April 17, 2026
Shhh… the servers are thirsty
How Big Tech wrote secrecy into EU law to hide data centres' environmental toll
Readers rage as Brussels lets Big Tech hide water and power use behind “commercial secrets”
TLDR: The EU adopted rules that keep individual data centers’ energy and water use secret, after industry lobbying; legal experts say this may breach transparency obligations. Commenters are furious—slamming hypocrisy, blaming shareholder-first capitalism, joking it’ll be fixed “by 2040,” and suspecting power-use coverups as Europe’s cloud explodes.
Europe’s data centers are booming—and, according to an investigation, so is the secrecy. After Microsoft and a major tech lobby reportedly pushed for it, the EU signed off on rules that hide each facility’s energy and water stats, labeling them “commercially sensitive.” Legal scholars are fuming, warning it could clash with the Aarhus Convention, a key transparency treaty. Cue the comments section going full courtroom drama.

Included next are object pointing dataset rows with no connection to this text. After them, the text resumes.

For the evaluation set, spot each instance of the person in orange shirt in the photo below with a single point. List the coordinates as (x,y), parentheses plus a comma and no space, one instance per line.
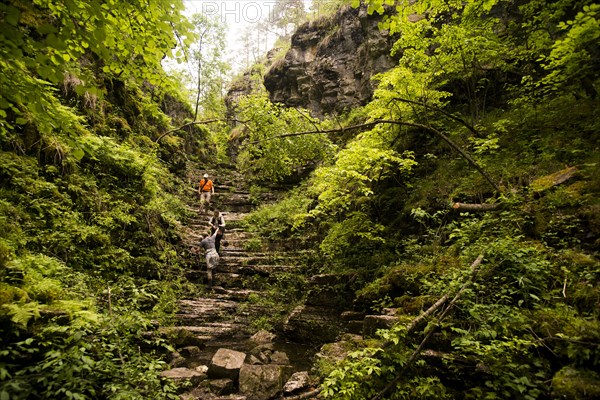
(206,188)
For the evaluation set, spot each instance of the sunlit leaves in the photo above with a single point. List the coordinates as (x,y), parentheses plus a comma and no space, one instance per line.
(364,161)
(269,156)
(575,57)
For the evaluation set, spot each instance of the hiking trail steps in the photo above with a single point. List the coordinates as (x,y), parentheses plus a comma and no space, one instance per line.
(222,316)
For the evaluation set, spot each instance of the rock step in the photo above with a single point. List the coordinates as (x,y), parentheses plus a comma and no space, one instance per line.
(210,330)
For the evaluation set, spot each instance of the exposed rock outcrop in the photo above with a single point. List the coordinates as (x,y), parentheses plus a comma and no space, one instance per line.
(329,67)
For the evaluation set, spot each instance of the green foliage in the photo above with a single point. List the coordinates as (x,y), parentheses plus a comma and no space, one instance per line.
(98,360)
(266,156)
(280,220)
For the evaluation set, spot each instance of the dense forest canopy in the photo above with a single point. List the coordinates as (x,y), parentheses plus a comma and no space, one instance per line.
(467,186)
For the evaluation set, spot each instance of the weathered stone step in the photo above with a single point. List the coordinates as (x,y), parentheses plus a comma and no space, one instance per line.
(206,308)
(210,330)
(262,270)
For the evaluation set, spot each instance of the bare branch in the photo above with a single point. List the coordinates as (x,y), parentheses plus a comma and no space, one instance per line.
(368,125)
(447,114)
(208,121)
(417,351)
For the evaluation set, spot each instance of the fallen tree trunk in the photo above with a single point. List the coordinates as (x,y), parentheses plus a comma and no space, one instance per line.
(417,351)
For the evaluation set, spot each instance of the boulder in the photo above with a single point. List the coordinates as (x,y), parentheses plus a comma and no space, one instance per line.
(221,386)
(262,336)
(298,381)
(312,325)
(226,364)
(279,357)
(374,322)
(190,351)
(176,360)
(184,374)
(262,382)
(330,64)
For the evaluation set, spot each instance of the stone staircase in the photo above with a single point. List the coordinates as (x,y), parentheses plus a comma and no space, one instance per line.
(222,317)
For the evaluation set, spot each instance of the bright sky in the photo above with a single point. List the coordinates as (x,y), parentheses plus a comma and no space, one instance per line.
(238,15)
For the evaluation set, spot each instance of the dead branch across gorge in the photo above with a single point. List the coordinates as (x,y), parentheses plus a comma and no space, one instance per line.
(415,354)
(368,125)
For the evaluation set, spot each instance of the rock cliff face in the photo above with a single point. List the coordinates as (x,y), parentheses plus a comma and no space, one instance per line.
(329,67)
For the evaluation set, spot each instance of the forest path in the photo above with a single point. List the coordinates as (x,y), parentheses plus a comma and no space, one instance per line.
(228,313)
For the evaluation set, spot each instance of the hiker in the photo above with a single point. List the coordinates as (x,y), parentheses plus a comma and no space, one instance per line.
(212,257)
(205,190)
(217,223)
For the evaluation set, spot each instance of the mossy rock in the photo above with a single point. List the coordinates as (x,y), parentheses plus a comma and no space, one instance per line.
(11,294)
(548,181)
(570,383)
(413,305)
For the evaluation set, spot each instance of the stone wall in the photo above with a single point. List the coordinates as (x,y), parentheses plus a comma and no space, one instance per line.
(329,67)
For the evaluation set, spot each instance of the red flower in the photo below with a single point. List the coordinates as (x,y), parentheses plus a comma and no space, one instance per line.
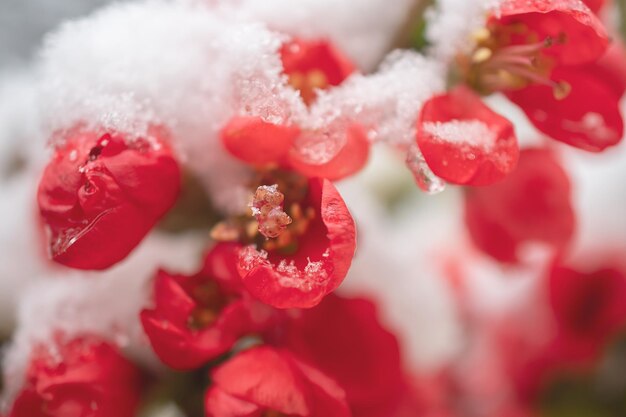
(260,143)
(316,259)
(595,5)
(588,118)
(532,204)
(314,64)
(575,34)
(271,382)
(463,141)
(197,318)
(101,194)
(345,340)
(84,377)
(537,52)
(310,65)
(589,308)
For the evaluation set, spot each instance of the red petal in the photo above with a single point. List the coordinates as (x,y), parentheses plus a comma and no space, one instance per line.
(326,335)
(611,68)
(169,325)
(275,380)
(588,306)
(256,141)
(585,38)
(351,158)
(588,118)
(595,5)
(465,142)
(219,404)
(100,196)
(182,348)
(532,204)
(320,263)
(84,376)
(302,55)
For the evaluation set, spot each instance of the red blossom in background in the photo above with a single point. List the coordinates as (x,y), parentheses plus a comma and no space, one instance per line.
(344,339)
(314,64)
(315,262)
(272,382)
(197,318)
(589,308)
(465,142)
(537,56)
(533,204)
(84,377)
(102,193)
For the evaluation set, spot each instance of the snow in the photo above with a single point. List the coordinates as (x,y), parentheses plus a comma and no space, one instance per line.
(363,29)
(452,23)
(473,133)
(102,303)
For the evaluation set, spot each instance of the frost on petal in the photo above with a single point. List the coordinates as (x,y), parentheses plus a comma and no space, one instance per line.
(576,34)
(196,318)
(313,65)
(385,103)
(82,376)
(350,159)
(365,40)
(115,70)
(465,142)
(255,141)
(302,276)
(100,195)
(588,118)
(533,204)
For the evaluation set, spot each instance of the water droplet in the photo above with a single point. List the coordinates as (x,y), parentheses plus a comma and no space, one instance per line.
(424,177)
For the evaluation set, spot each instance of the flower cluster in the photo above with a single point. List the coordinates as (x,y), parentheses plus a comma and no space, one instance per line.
(237,149)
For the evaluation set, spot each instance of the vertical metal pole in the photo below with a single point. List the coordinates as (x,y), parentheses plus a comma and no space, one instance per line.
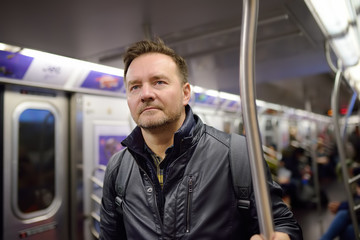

The loudest theme: hypocrisy. One top-voted zinger snapped, “transparency for thee but not for me,” as readers raged that locals, journalists, and researchers are kept in the dark while national-level summaries give cover to bad actors. Others went macro: one commenter blasted shareholder-first capitalism for turning the public’s right to know into a rounding error on a quarterly report. Meanwhile, the cynics brought the popcorn: “See you in 2040,” joked another, predicting Brussels will fix this—eventually—after a decade of court ping-pong.
Then came the conspiracy flavor: is this really about the environment—or about hiding massive power draws that could embarrass proud “green” cloud brands and strain local grids? One reader even shared a French take from Le Monde (paywalled), fueling the cross-border outrage. Bottom line: the internet’s factories are multiplying, the taps are running, and the public’s access to the scoreboard just got locked behind a very thick door.
Key Points
- •Microsoft and DigitalEurope proposed a confidentiality clause that was adopted in EU rules, blocking public access to facility-level environmental data from data centres.
- •The European Commission’s March 2024 final text (Article 5) requires the Commission and member states to keep individual data centre KPIs confidential, citing commercial interests.
- •Ten legal scholars warned the secrecy provision may violate EU transparency rules and obligations under the Aarhus Convention, according to Investigate Europe.
- •An early-2025 Commission email instructed member states to keep individual data centre information confidential; only national-level aggregated data is published.
- •The clause followed a consultation on implementing the 2023 Energy Efficiency Directive; a December 2023 draft envisioned aggregated publication before industry feedback led to tighter secrecy.